Zopa answered with a shrug. None of us believed him. There was a lot more to this than Josh, Sun-jo, and Zopa were letting on.r />
Josh looked back at Sun-jo. "How old are you?"
"I'm fourteen years old," he answered.
I think we had just gotten to the main reason Zopa had agreed to leave the Indrayani temple and take me to Base Camp.
Josh was no longer grinning, nor was anyone else, especially me. I considered Sun-jo a friend. He must have known about a summit attempt back in Kathmandu. He certainly knew that Zopa was his grandfather. I should have guessed something was up when Zopa outfitted him in my climbing gear. Holly clearly had been let in on the secret, which might explain why Zopa had all but carried her up to ABC.
"When is your birthday?" Josh asked.
Sun-jo looked at Zopa, who gave him a nod.
"May thirty-first."
Six days before my birthday.
Josh was visibly relieved, but only for a second.
"How do we know that?"Thaddeus asked.
Sun-jo reached into the pocket of his (my) parka and produced a tattered piece of paper sealed in a Ziploc plastic bag. He pulled out the paper and handed it to Thaddeus.
"This is in Nepalese,"Thaddeus said.
Josh took it from him and read it over. "No, it's Tibetan," he corrected, then looked back at Sun-jo. "You were born in Tibet?"
"Yes, sir," Sun-jo answered. "I was five when my father managed to get my mother and me across the border into Nepal. I am a free Tibetan."
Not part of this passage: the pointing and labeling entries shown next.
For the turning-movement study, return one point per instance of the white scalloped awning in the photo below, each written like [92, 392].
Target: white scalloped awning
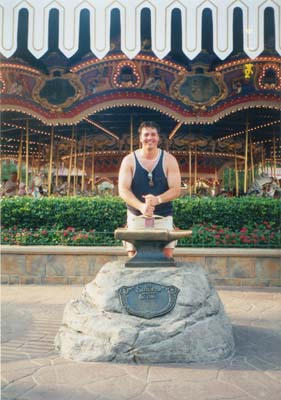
[130, 13]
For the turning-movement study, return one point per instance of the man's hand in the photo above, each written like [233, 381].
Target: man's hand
[151, 200]
[147, 209]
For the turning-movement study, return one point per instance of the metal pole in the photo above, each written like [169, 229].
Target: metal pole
[246, 157]
[26, 152]
[20, 156]
[274, 156]
[93, 167]
[70, 162]
[236, 175]
[51, 162]
[131, 134]
[262, 159]
[252, 159]
[75, 169]
[195, 170]
[190, 183]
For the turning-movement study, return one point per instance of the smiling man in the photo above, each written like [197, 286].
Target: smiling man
[149, 179]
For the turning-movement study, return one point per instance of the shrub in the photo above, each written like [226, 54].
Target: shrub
[219, 222]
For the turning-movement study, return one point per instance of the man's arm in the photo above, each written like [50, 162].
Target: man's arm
[124, 187]
[174, 183]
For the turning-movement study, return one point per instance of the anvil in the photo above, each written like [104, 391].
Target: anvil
[149, 244]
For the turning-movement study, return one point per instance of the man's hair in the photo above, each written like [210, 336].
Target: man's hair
[149, 124]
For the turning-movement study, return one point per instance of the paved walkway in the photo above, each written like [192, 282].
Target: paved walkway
[33, 370]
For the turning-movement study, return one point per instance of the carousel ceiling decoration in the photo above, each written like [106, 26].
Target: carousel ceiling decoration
[188, 96]
[130, 16]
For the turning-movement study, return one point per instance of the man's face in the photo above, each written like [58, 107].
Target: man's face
[149, 137]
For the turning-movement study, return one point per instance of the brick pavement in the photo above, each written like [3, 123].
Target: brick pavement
[33, 370]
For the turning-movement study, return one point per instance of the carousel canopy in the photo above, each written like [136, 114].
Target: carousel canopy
[100, 12]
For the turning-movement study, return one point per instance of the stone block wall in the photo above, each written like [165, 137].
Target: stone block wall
[43, 265]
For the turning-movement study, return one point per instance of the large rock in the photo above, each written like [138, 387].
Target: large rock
[96, 327]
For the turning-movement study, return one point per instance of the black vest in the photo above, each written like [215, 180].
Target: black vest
[140, 186]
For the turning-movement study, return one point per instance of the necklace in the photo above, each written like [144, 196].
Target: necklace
[149, 159]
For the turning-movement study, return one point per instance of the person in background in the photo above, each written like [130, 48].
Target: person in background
[149, 179]
[11, 185]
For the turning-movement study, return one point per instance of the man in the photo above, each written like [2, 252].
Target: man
[11, 185]
[149, 179]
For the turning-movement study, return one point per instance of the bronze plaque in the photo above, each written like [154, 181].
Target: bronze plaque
[148, 300]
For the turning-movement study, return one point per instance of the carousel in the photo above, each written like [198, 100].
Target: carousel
[77, 79]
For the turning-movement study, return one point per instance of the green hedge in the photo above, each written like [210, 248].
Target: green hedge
[233, 213]
[108, 213]
[99, 213]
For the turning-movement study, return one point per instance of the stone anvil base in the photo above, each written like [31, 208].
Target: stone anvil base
[97, 326]
[150, 244]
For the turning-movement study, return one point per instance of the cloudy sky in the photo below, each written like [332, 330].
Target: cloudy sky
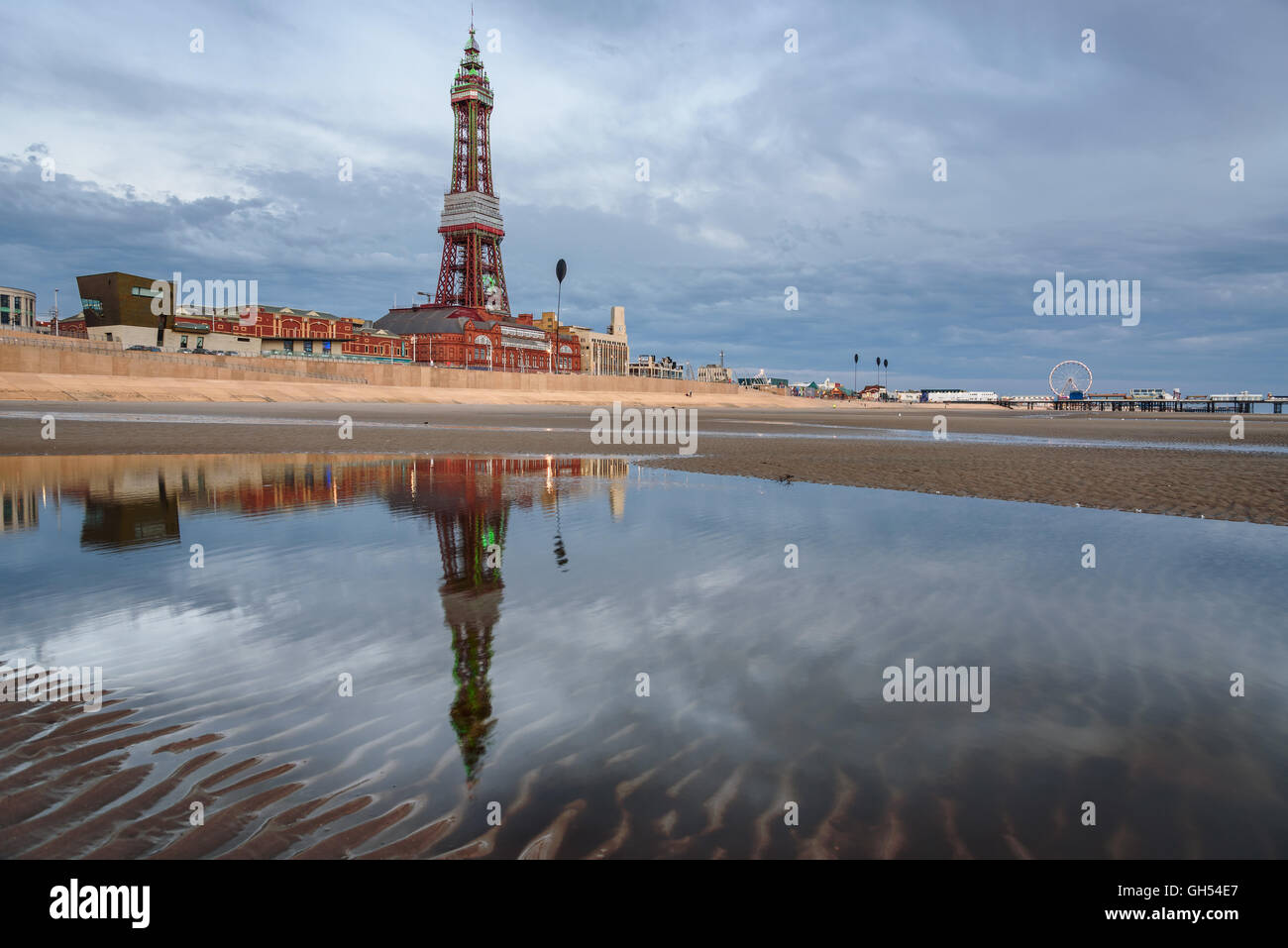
[768, 170]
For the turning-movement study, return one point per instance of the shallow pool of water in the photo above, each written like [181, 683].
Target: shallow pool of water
[494, 618]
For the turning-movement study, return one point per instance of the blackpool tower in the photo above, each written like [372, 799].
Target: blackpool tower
[472, 274]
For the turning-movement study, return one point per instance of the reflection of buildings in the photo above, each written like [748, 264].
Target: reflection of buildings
[18, 509]
[468, 498]
[469, 501]
[130, 519]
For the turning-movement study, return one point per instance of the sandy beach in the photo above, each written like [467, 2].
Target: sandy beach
[1096, 462]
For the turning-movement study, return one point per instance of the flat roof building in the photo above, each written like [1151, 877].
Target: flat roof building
[17, 308]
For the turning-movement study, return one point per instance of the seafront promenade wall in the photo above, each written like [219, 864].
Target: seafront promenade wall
[27, 352]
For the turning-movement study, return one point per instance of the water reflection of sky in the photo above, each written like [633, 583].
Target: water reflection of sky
[1108, 685]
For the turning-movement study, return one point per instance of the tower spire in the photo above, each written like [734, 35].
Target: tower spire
[472, 274]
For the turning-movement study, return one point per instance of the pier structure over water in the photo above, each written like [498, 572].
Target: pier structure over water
[1240, 403]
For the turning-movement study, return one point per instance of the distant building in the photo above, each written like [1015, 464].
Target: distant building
[464, 338]
[956, 395]
[653, 368]
[763, 382]
[713, 372]
[17, 308]
[601, 353]
[119, 308]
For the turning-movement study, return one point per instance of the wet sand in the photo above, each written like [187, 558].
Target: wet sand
[1214, 483]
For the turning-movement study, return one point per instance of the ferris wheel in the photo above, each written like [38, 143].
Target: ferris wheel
[1070, 378]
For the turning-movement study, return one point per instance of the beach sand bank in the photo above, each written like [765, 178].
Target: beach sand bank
[1193, 478]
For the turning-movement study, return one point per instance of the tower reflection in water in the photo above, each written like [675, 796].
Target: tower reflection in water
[469, 501]
[130, 504]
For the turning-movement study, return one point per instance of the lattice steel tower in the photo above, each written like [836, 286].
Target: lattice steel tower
[472, 273]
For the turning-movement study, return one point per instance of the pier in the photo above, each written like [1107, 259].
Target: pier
[1239, 404]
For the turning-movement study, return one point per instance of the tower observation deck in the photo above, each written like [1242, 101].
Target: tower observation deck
[472, 273]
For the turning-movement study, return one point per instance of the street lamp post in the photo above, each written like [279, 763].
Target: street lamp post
[561, 272]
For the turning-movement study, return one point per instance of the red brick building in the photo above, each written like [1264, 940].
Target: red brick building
[465, 338]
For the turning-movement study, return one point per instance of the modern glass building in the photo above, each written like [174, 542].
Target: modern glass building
[17, 308]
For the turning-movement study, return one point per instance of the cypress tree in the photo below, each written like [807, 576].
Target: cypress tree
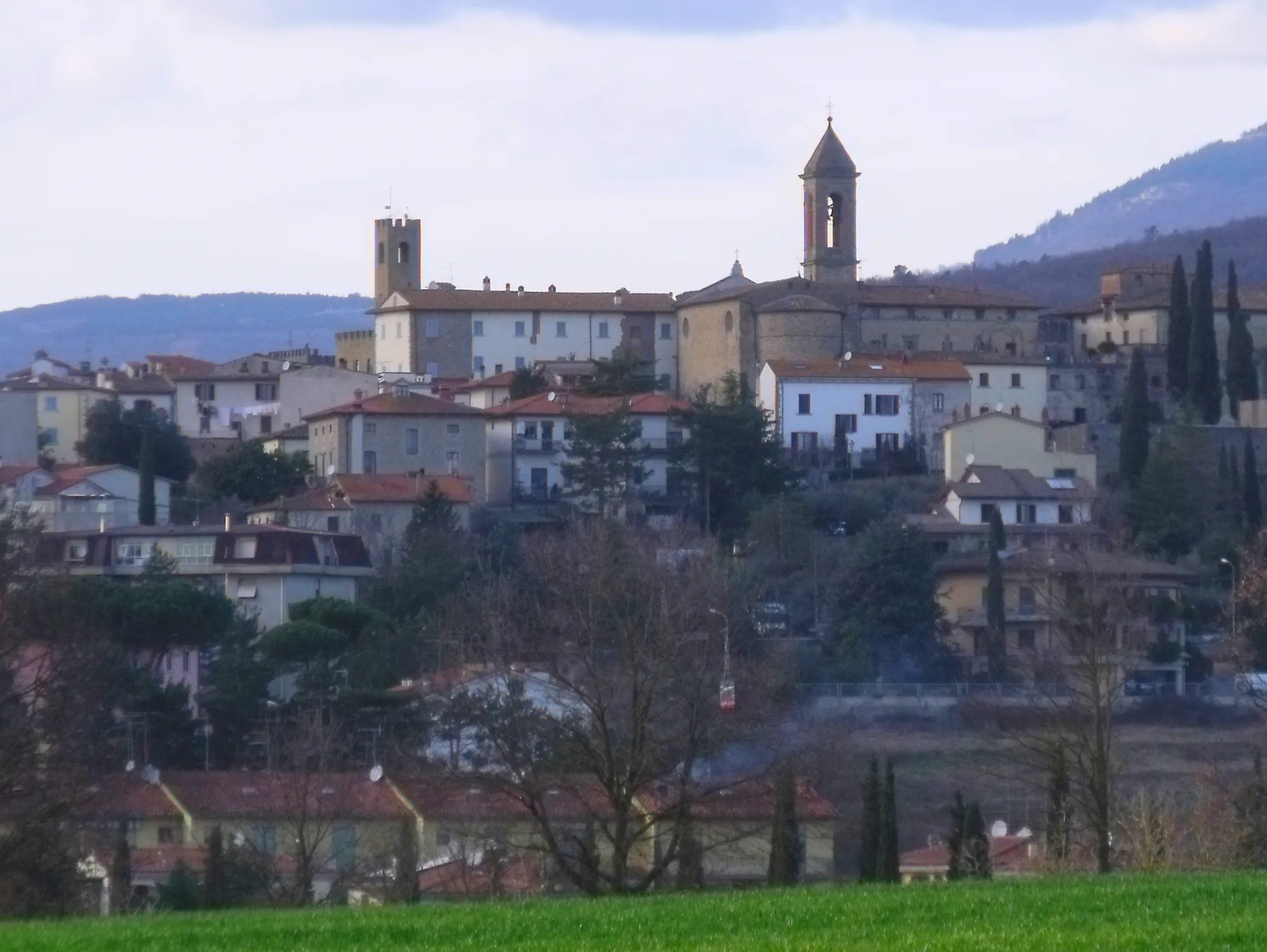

"There is no such thing," Josh said. "How did you get back into Tibet? You certainly didn't use this." He handed the piece of paper back.
"Forged documents," Zopa said.
Josh swore. "Well, your grandson isn't going to be a free Tibetan for long if Captain Shek finds out about the bogus papers," Josh said. "They'll arrest him. You'll probably be hauled away, too."